Spanish students attend high school for six years, but only the first four years, known as E.S.O. (Compulsory Scondary Education), are mandatory. The two courses after “E.S.O.” are called “Bachillerato” and are attended by most of the students who want to go to university.
The academic year in Spain runs from mid September to end of June. Spanish school system is divided into three terms, which are followed by end-of-term test and short vacations: two weeks of Christmas holidays and one week at Easter. In June students have to take their final exams. The results obtained on those exams, together with other assessments, will determine whether the student passes or fails. This applies to all high school courses but 2º de bachillerato (12th grade), as senior students end their course earlier to prepare the university entrance exams taking place from mid to the end of June.
High School in Spain consists in 10-12 subjects, but not all of them are studied daily. Lessons usually start around 8:30am and finish around 2:30pm, with an 30 minutes break at noon.
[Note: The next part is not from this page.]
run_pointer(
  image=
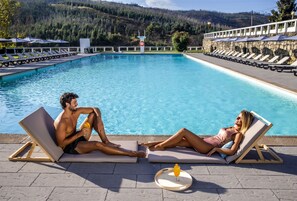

Some schools (especially private ones) also have lessons in the afternoon, and students tend to have lunch there, while public high school students generally go home for lunch.
E.S.O students have very similar schedules, choosing only 2 optional subjects from a fairly limited range of electives. Bachillerato students have all 4-5 common subjects (English, Spanish, History, Philosophy, P.E.) and then they can choose 3-4 subjects from certain itineraries: Science, Technology, Humanities and Social Studies.